Now, I was following the trial obsessively on Twitter. And, after I read those words from the prosecution, I defiantly tweeted, "I am still not afraid to do same-sex weddings. God's judgment is more important to me than a jury's. #ministryontrial". But I lied a little bit in that tweet. The truth is that I am afraid. When someone took a picture of me signing my first same-sex marriage license, I was afraid. When I saw photos of one of the weddings on Facebook, I was afraid. When I found out that someone had filed a complaint against me (which was later dismissed), I was afraid. And when I followed Rev. Schaefer's trial, I was afraid. I wish I wasn't. I wish I could walk through fire without flinching, but I am weak.
So I turn again and again to the old, old story. Not the part of the story we're supposed to be celebrating next week. Instead, I turn to the end of the story for that babe in the manger. The story of the day when the sinful world threw its worst at God. When we nailed into the flesh of the grown up Jesus the most horrific pain and humiliation that human beings could think up at that time. It is from this part of the story that Christians get our courage because--even when all our worst fears were hurtled at God--God still transformed every ounce of that pain and suffering and shame into victory. On the third day, Jesus walked out of that tomb stronger than ever. On the third day, the cross--the device used by the institution to make people afraid and subservient--became a symbol of God's victory. It became a reminder that, in Jesus and in our lives, there is no evil the world can throw at us that God cannot transform into good.
The night after Frank Schaefer was found guilty, I was reading Nelson Mandela's autobiography, Long Walk to Freedom.
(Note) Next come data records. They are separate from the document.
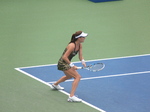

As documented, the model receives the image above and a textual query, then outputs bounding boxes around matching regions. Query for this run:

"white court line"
[16,54,150,69]
[15,54,150,112]
[15,68,106,112]
[47,71,150,83]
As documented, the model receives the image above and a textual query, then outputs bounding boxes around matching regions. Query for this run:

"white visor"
[75,32,88,38]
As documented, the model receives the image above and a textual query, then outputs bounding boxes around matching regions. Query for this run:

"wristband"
[69,63,74,67]
[81,59,85,63]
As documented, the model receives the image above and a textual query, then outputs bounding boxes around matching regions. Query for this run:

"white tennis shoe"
[68,96,82,102]
[52,84,64,90]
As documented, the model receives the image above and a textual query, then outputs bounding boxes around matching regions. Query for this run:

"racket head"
[88,63,105,72]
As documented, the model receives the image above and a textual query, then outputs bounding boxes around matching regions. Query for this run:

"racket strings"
[89,63,104,71]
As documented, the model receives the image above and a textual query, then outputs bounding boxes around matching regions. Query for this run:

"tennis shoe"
[68,96,82,102]
[52,84,64,90]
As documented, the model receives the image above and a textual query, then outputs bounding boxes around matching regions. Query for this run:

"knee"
[75,75,81,80]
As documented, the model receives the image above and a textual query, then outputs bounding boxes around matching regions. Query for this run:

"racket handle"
[77,67,82,69]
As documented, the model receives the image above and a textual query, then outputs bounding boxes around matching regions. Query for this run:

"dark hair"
[69,31,82,43]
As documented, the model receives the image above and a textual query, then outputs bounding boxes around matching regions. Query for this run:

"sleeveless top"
[62,43,80,61]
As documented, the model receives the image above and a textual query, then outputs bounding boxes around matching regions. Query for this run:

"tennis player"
[52,31,88,102]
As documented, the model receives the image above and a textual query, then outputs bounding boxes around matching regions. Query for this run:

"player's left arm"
[79,44,86,67]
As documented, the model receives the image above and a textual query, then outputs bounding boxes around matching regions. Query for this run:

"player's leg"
[64,69,82,102]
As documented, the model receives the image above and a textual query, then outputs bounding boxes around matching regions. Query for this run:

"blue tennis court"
[16,54,150,112]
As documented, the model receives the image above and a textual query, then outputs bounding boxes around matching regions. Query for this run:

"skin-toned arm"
[79,44,86,67]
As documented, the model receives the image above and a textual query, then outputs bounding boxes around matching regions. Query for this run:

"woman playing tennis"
[52,31,88,102]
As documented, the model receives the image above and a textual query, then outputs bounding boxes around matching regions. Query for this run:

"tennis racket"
[77,63,105,72]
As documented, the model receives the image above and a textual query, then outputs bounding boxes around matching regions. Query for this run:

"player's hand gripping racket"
[77,63,105,72]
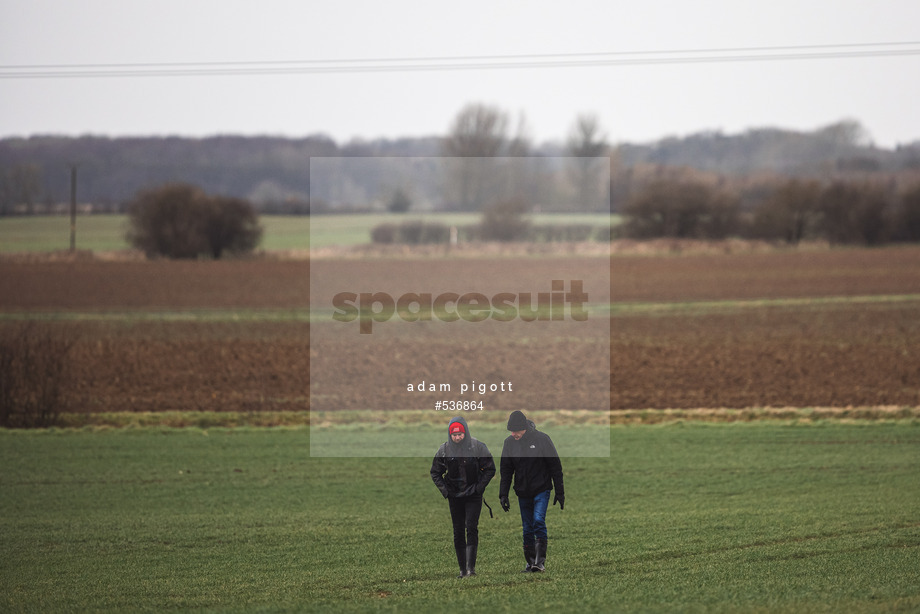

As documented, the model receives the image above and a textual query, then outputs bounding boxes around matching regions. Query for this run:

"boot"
[466,544,479,576]
[454,546,467,578]
[531,539,546,572]
[521,544,537,573]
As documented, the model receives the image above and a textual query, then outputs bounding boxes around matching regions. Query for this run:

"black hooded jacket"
[498,420,565,498]
[431,416,495,499]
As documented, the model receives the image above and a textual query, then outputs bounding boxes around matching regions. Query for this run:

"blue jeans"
[518,490,550,546]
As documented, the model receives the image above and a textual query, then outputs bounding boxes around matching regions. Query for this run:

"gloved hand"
[553,494,565,510]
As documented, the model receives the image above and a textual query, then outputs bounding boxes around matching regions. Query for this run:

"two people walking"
[431,411,565,578]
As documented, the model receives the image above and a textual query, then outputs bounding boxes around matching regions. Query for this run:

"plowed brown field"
[0,247,920,412]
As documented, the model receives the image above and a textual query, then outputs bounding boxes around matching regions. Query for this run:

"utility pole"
[70,164,77,252]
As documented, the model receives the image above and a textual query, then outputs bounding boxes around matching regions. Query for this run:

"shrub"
[624,180,740,239]
[478,199,530,241]
[0,322,73,428]
[127,183,262,259]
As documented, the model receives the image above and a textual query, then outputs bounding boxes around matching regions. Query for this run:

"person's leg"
[532,490,550,571]
[466,497,482,576]
[518,497,536,572]
[447,499,466,578]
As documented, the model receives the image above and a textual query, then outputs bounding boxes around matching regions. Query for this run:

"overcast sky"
[0,0,920,147]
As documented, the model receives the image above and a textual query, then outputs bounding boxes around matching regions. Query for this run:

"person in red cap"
[431,416,495,578]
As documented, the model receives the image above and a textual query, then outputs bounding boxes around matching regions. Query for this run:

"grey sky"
[0,0,920,147]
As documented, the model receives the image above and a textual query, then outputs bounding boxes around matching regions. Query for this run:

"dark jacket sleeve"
[545,435,565,497]
[476,442,495,495]
[431,447,450,499]
[498,439,514,497]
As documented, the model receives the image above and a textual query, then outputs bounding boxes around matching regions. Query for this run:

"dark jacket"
[498,420,565,499]
[431,416,495,499]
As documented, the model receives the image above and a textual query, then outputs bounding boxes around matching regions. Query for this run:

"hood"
[447,416,472,440]
[447,416,473,448]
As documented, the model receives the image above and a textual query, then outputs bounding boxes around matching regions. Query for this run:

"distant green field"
[0,213,615,253]
[0,418,920,614]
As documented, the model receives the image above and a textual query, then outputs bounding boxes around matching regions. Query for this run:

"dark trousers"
[447,495,482,548]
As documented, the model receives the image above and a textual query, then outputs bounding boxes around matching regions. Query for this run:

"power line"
[0,41,920,79]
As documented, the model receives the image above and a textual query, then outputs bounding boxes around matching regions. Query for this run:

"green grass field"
[0,213,614,253]
[0,420,920,612]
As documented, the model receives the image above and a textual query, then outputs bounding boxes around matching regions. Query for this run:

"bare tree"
[442,103,508,211]
[752,179,821,245]
[127,183,262,259]
[567,113,610,211]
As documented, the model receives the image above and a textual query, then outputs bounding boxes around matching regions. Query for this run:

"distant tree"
[479,198,530,242]
[4,164,42,215]
[127,183,262,259]
[203,196,262,260]
[752,179,821,245]
[442,103,522,211]
[566,114,610,212]
[895,183,920,242]
[820,181,890,245]
[444,103,508,158]
[624,179,739,239]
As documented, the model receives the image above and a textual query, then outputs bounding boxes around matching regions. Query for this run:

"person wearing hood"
[498,411,565,572]
[431,416,495,578]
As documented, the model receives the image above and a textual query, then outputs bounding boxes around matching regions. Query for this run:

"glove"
[553,495,565,510]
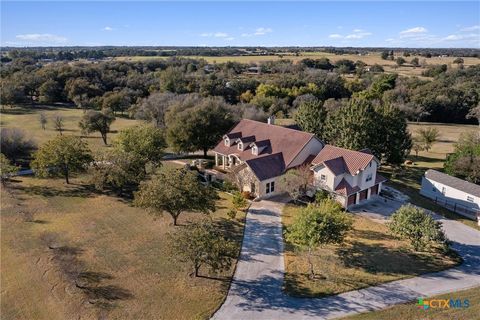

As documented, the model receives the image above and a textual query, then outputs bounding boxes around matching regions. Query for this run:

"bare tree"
[38,112,47,130]
[53,114,64,134]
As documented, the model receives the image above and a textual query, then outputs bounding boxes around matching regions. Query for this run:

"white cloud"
[328,29,372,40]
[345,29,372,39]
[441,33,480,43]
[460,25,480,32]
[400,27,428,37]
[254,28,273,36]
[213,32,228,38]
[15,33,67,43]
[200,32,228,38]
[328,33,343,39]
[241,28,273,37]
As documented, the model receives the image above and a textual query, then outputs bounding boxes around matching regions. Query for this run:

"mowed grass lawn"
[0,105,141,150]
[380,123,480,230]
[282,204,459,297]
[1,177,244,320]
[343,287,480,320]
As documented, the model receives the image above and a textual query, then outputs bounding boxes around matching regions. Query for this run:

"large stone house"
[213,119,323,198]
[312,145,386,207]
[213,119,386,207]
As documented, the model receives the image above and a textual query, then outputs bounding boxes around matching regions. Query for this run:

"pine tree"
[295,101,327,139]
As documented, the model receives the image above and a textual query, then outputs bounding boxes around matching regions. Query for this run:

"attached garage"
[360,189,368,201]
[347,193,357,207]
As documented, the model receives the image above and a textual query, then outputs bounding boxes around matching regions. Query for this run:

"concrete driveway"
[213,199,480,320]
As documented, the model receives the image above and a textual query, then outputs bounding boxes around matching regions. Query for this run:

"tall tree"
[32,136,93,183]
[377,105,413,164]
[167,97,234,156]
[325,99,383,158]
[78,109,115,145]
[295,101,327,139]
[418,128,440,152]
[115,125,167,170]
[388,205,448,251]
[171,222,238,277]
[444,132,480,184]
[0,128,37,162]
[134,166,218,226]
[286,199,352,278]
[89,148,145,193]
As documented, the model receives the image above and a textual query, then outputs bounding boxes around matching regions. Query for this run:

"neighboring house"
[420,169,480,219]
[312,145,387,208]
[213,117,323,198]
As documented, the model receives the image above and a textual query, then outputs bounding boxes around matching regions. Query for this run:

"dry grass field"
[115,52,480,76]
[282,205,458,297]
[343,287,480,320]
[0,105,140,150]
[0,177,244,320]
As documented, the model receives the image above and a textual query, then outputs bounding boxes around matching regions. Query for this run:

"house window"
[365,173,373,182]
[265,181,275,194]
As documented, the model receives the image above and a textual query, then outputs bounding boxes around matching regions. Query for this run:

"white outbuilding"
[420,169,480,224]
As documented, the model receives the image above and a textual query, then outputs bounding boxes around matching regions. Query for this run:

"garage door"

And I randomly happened to be reading Mandela's summary of one of the first campaigns of civil disobedience organized against the South African government. And he admitted that they made a lot of mistakes. It definitely was not a resounding success. But the most valuable thing that came out of that campaign was that a lot of activists went to jail. Before that campaign, jail had a stigma to it--it was a shameful place. Throwing you in jail was one of the worst things the government could do to you. But, after a bunch of these activists actually went to jail, going to jail became a badge of honor. And Mandela wrote, "This was a significant achievement, for fear of prison is a tremendous hindrance to a liberation struggle." How true it is that it is the fear of going to prison or being defrocked or going to the cross in any way which is the greatest hindrance to our liberation.
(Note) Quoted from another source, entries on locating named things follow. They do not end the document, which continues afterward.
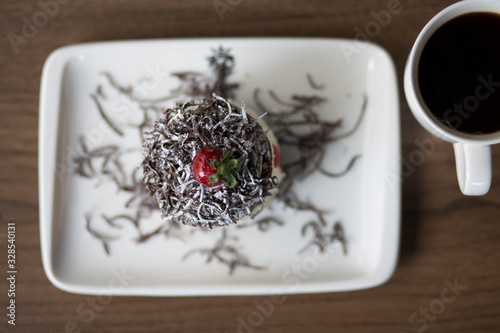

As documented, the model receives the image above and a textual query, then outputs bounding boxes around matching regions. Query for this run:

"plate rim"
[38,37,402,296]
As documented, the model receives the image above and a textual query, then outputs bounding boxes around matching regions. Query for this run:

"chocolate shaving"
[142,94,275,228]
[183,229,265,274]
[73,48,367,273]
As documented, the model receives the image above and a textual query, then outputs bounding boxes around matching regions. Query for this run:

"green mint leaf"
[222,174,237,188]
[219,163,232,175]
[221,150,233,163]
[227,158,241,169]
[207,158,220,170]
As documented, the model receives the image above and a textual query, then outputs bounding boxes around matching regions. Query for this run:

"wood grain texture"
[0,0,500,333]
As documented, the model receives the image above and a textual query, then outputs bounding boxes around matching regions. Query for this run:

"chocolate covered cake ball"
[142,95,283,228]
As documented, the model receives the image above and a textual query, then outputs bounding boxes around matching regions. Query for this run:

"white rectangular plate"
[39,38,400,296]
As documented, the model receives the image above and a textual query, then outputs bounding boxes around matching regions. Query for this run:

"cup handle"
[453,142,491,195]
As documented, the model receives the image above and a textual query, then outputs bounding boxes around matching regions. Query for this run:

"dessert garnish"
[142,94,279,228]
[193,146,242,188]
[72,48,367,273]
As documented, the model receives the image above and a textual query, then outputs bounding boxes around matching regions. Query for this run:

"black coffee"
[418,12,500,134]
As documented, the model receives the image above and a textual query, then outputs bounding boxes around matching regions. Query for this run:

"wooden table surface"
[0,0,500,333]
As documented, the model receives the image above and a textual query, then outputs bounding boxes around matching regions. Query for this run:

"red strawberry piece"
[193,146,222,187]
[273,143,281,168]
[193,146,242,188]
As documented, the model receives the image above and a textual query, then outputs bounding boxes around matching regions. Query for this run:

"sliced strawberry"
[273,143,281,168]
[192,146,241,188]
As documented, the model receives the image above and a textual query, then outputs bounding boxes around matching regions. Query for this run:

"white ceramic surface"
[39,38,401,296]
[404,0,500,195]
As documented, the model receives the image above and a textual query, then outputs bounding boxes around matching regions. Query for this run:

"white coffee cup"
[404,0,500,195]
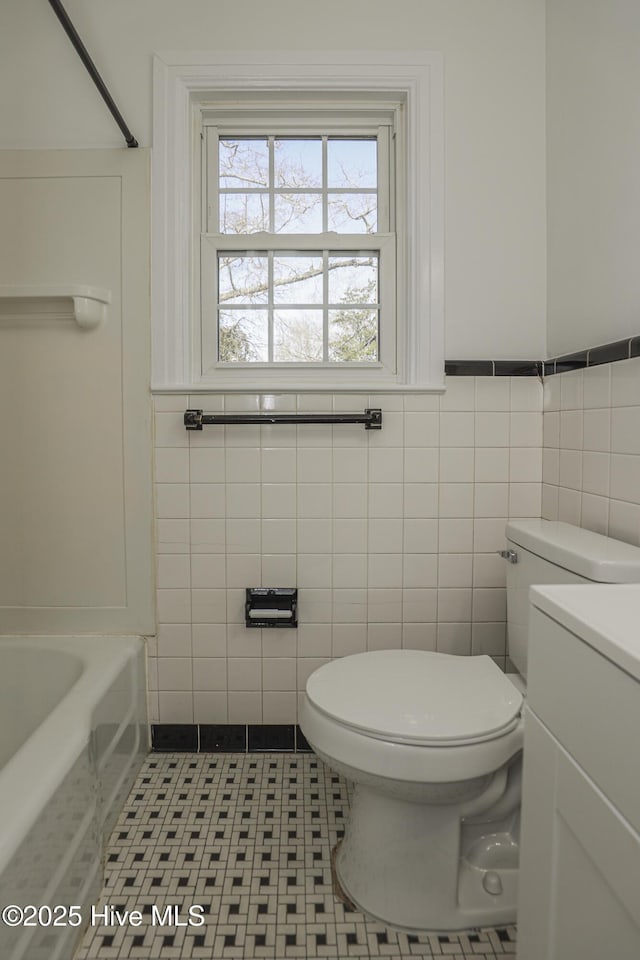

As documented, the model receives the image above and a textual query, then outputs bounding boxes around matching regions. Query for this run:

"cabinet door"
[518,714,640,960]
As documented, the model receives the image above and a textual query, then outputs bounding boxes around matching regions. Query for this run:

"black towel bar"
[184,408,382,430]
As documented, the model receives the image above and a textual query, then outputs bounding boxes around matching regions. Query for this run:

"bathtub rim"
[0,634,146,873]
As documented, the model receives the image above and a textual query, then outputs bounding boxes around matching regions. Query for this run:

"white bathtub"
[0,636,148,960]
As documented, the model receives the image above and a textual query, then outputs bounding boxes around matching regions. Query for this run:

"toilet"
[300,520,640,932]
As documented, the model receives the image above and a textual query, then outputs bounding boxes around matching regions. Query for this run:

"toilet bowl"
[300,519,640,931]
[300,650,523,931]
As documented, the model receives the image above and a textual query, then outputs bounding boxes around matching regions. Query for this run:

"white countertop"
[530,583,640,681]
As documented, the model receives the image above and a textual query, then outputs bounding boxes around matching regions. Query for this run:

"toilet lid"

But, if we can get through that fear, if we can really believe that, no matter what comes, God has the power to transform it for good, then we have the power to do anything. You see, many of us--including Rev. Schaefer--have been afraid for years to do same-sex weddings or to be public about the ones we do. We were afraid of the great institutional trials and threats of defrocking. But because of those who have come before us who have courageously endured these trials--clergy like Rev. Jimmy Creech, Rev. Amy DeLong, Rev. Beth Stroud, and now Rev. Frank Schaefer--we no longer want to hide. We know that the institution can throw its worst at us, but it can never take our pastoral and prophetic call from God. It can never take our Christian integrity and longing for a righteous United Methodist Church. And, in this truth, we have found liberation and transformation and strength. So I do not count this week as a loss. I choose to look at the transformative witness of Rev. Schaefer rather than the sinfulness of the church on this day.
And, for any of you who are feeling fearful today, I want to remind you that our power comes from knowing that there is no cross on which anyone can hang us that God cannot transform into a symbol of our victory. So grasp on to, cling to that power, and watch this world change.